English Language Development

(Elliott) #1

ELA/Literacy and ELD Vignettes


The ELA/literacy and ELD vignettes illustrate how teachers might implement the CA CCSS for
ELA/Literacy and the CA ELD Standards using the framing questions and additional considerations
discussed in preceding sections. The vignettes are valuable resources for teachers to consider as they
collaboratively plan lessons, extend their professional learning, and refine their practice. The examples
in the vignettes are not intended to be prescriptive, nor are the instructional approaches limited to the
identified content areas. Rather, they are provided as tangible ideas that can be used and adapted as
needed in flexible ways in a variety of instructional contexts.


ELA/Literacy Vignette


Vignette 7.3 demonstrates how a teacher might implement the CA CCSS for ELA/Literacy and the
CA ELD Standards in tandem during ELA instruction (in which ELD is integrated into instruction using
the CA ELD Standards). Students consider the history and impact of the U.S. Civil Rights Movement
by reading and interacting with primary source materials and the nonfiction book Bury My Heart at
Wounded Knee: An Indian History of the American West by Dee Brown.

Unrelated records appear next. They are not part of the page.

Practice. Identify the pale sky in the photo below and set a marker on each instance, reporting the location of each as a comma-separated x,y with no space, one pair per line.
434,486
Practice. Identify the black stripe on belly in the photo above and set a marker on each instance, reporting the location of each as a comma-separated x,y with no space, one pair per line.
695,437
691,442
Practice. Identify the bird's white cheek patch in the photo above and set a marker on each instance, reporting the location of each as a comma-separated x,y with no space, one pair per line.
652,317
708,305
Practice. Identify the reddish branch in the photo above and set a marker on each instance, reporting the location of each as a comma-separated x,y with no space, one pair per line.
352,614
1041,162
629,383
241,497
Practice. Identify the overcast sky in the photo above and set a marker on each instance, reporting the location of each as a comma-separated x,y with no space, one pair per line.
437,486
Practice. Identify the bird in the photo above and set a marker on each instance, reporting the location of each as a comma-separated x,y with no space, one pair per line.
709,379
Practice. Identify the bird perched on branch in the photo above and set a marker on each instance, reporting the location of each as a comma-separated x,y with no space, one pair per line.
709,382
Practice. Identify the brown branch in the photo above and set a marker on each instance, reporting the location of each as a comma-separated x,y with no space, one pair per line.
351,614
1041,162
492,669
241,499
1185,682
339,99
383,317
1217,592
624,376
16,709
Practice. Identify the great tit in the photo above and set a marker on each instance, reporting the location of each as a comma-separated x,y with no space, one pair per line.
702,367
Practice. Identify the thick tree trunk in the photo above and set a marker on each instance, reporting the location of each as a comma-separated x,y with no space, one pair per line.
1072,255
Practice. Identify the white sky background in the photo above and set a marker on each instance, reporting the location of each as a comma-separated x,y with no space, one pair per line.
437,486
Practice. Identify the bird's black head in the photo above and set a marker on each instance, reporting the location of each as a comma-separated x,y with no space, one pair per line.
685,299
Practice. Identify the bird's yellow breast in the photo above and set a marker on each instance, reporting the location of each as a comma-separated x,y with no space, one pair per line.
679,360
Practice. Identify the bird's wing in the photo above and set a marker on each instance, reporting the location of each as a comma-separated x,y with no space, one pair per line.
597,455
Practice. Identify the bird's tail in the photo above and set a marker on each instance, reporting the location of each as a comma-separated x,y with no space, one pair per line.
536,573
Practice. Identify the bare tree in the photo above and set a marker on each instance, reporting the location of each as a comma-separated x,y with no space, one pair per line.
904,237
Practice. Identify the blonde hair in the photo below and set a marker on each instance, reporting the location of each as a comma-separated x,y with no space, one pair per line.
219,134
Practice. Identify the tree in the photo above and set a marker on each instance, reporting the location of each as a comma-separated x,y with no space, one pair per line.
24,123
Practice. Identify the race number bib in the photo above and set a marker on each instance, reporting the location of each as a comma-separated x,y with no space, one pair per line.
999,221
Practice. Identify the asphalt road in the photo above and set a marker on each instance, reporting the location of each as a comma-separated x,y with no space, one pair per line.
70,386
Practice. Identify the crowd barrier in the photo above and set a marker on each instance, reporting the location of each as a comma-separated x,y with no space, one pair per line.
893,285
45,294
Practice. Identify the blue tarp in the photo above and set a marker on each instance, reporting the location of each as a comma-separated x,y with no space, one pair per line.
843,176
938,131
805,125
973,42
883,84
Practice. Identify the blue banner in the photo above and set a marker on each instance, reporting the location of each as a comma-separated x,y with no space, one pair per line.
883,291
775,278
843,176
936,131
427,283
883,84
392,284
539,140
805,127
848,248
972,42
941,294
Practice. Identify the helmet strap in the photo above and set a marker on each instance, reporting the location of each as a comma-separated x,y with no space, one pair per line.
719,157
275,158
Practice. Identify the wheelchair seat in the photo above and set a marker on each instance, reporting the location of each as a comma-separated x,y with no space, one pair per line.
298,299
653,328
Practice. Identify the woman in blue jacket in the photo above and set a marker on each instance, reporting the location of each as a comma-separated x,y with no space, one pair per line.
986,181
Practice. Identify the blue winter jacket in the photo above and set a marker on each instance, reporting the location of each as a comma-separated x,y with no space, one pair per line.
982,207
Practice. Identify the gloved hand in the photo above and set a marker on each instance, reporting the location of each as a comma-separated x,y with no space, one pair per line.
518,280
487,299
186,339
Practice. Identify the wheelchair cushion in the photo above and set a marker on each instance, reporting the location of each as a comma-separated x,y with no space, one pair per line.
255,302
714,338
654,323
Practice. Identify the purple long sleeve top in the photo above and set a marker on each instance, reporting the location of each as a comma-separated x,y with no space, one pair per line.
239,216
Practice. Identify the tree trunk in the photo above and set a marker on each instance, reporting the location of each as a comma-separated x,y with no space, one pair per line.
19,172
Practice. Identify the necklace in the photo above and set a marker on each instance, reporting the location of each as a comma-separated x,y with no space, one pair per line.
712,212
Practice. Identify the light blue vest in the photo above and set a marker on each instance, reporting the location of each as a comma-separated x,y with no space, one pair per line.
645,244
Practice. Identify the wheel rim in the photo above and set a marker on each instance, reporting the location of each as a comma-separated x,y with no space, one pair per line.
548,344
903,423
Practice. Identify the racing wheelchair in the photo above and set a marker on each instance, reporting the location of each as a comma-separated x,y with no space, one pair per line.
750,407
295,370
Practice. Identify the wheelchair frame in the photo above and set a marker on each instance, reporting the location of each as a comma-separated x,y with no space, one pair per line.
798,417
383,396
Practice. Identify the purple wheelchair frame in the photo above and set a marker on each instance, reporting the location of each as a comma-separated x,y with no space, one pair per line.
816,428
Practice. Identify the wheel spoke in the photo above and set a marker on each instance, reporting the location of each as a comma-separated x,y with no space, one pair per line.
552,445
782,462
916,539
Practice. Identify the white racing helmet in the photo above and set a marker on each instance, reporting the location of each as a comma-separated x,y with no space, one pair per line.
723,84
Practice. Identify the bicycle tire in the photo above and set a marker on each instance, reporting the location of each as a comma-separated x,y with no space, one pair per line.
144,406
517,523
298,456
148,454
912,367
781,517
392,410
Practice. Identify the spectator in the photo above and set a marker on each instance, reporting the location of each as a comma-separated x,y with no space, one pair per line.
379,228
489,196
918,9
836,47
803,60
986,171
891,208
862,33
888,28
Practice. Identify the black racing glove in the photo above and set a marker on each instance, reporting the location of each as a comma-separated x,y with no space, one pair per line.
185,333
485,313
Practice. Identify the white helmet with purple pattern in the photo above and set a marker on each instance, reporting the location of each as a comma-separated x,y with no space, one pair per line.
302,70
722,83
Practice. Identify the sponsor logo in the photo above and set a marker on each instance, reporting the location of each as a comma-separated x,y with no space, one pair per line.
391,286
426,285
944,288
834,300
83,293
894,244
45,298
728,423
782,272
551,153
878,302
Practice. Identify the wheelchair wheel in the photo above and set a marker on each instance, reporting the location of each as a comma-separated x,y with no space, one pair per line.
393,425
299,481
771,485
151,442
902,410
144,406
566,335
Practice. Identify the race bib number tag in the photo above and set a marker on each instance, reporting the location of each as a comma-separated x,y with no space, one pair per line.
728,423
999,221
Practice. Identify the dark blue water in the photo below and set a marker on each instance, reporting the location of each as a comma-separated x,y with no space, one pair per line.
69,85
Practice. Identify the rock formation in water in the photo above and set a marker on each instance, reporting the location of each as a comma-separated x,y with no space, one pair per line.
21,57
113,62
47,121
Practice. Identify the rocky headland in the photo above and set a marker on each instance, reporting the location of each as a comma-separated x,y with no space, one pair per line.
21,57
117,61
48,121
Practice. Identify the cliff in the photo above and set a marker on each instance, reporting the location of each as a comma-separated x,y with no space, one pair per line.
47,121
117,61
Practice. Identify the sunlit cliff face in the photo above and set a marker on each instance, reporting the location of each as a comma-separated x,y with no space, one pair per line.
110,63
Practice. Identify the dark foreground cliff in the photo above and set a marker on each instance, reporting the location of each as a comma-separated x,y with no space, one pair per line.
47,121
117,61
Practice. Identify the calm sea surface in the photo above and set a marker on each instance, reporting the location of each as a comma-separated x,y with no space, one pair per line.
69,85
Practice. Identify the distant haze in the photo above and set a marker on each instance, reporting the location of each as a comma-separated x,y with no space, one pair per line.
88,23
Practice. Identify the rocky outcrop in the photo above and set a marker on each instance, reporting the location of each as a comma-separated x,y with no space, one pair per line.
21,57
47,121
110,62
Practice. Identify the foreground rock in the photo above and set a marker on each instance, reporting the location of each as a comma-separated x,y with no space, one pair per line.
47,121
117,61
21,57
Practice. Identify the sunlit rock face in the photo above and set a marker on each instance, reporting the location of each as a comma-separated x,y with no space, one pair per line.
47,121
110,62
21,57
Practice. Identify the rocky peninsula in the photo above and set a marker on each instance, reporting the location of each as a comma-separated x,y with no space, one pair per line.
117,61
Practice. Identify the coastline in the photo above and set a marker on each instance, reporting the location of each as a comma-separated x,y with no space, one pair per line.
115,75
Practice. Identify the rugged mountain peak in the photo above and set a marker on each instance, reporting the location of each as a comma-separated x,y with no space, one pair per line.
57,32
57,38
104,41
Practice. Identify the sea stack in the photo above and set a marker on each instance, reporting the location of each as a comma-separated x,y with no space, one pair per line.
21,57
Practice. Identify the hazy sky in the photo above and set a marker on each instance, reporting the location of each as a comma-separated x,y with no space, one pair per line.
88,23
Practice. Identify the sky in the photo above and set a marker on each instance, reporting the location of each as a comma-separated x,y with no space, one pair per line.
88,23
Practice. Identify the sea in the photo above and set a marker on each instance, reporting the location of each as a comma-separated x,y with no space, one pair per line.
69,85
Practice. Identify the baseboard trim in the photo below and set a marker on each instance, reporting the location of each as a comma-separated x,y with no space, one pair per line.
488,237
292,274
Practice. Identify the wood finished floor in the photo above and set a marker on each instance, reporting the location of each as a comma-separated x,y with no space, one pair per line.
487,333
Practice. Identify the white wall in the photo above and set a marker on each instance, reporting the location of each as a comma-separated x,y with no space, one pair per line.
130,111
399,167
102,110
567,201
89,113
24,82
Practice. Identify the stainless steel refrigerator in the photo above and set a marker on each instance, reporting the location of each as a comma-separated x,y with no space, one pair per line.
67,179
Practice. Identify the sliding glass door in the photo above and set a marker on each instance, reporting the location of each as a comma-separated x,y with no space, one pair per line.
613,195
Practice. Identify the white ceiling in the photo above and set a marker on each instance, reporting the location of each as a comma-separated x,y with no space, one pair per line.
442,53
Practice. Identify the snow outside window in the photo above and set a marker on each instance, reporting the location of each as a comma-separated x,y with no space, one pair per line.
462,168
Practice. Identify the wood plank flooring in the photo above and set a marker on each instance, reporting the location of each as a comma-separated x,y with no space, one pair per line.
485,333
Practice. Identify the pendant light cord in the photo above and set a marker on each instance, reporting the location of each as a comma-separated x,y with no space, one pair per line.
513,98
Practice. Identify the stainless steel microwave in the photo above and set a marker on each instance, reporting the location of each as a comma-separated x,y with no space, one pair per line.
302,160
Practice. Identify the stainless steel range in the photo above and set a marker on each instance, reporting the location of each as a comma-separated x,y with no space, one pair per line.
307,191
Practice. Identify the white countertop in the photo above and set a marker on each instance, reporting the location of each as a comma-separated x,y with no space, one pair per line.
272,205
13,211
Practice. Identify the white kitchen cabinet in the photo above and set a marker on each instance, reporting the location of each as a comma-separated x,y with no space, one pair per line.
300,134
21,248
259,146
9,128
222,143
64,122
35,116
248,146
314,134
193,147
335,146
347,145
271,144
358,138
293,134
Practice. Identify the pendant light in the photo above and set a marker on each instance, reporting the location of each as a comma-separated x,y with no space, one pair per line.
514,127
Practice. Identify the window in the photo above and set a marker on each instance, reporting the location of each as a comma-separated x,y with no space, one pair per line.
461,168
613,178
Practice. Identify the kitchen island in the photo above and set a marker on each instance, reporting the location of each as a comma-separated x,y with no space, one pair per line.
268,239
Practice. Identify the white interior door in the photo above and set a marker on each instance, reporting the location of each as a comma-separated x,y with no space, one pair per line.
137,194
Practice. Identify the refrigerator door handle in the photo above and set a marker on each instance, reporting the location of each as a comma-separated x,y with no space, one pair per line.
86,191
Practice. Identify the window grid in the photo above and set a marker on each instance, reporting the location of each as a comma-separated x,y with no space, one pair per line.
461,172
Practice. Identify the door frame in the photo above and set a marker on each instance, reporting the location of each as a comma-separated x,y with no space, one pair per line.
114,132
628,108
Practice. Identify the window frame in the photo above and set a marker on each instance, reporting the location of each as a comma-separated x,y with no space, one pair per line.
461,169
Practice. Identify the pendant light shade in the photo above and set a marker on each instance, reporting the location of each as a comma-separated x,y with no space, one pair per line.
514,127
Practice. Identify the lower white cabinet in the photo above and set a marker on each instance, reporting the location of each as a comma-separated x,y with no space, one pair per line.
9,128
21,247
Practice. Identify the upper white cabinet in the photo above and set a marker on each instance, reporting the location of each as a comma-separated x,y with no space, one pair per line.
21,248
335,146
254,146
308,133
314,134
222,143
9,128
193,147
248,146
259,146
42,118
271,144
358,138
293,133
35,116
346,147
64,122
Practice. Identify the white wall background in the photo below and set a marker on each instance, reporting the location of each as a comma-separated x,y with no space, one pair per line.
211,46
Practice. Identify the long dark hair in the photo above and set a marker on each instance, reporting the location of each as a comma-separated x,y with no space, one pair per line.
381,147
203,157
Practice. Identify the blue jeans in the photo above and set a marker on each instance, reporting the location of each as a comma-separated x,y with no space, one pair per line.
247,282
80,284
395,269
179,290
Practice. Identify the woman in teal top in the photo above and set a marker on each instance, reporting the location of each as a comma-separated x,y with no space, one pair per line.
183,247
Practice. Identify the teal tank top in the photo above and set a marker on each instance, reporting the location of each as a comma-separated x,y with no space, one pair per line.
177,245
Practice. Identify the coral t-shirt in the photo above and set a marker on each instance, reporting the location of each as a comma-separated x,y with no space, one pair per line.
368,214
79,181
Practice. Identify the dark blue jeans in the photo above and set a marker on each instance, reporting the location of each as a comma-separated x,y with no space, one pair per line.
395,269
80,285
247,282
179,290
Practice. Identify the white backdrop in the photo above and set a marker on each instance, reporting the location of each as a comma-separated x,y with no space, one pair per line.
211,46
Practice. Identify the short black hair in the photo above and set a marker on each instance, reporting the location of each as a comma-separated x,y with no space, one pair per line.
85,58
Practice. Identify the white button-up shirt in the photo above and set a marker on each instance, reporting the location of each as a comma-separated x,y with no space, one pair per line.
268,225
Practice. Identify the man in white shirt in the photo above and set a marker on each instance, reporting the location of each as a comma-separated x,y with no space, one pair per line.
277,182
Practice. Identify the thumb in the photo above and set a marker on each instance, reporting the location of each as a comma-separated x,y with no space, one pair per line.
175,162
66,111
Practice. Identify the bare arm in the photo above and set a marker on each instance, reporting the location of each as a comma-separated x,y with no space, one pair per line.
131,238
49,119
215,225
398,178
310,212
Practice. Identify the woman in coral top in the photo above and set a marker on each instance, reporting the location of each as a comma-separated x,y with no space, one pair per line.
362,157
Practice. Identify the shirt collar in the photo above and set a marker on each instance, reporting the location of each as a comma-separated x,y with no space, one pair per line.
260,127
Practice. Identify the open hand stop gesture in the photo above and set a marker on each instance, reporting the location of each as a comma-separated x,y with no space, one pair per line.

Vignette 7.3. Reading, Analyzing, and Discussing
Complex Texts in American Literature
Integrated ELA/Literacy, ELD, and History in Grade Eleven

Background
Ms. Robertson teaches eleventh-grade English in an urban high school. She meets regularly
with the other English teachers, the eleventh-grade U.S. history teachers, and the English
language development and special education specialists at her school during collaborative
planning time to ensure that all their students understand the connections between the literary
and informational texts they are reading in their English and history classes. Hearing more
about what the students are learning in their U.S. history class also gives Ms. Robertson an
opportunity to reinforce understandings of important historical concepts and events in her
English class. The current interdisciplinary unit explores the U.S. Civil Rights Movement.
In U.S. history class students learn, among other things, to interpret past events in their
historical context; identify authors’ perspectives and biases; evaluate major debates among
historians regarding interpretations of the past; and show connections between historical
events and larger social contexts. In both their U.S. history and English classes, students
examine primary and secondary sources and engage in conversations and writing tasks about
the topics at hand. Before examining the unit’s featured text, Bury My Heart at Wounded
Knee: An Indian History of the American West, by Dee Brown, the history teachers make sure
students understand the historical context in which it was written. The book was published
in 1970, shortly after the founding of the American Indian Movement (AIM), the group that
occupied Alcatraz seeking to reclaim Native American land. In U.S. history, students learn about
how Indian activism during this period was situated in the context of the broader Civil Rights
Movement and how this activism led to the passage of important civil rights policies (e.g., the
1968 Indian Civil Rights Act, the 1972 Indian Education Act, the 1975 Indian Self-Determination
and Education Assistance Act). To gain a better understanding of the historical events leading
up to the American Indian Civil Rights Movement, students also view and discuss portions
of the PBS documentary We Shall Remain (http://www.pbs.org/search/?q=we%20shall%20
remain&producer=PBS) in their history classes.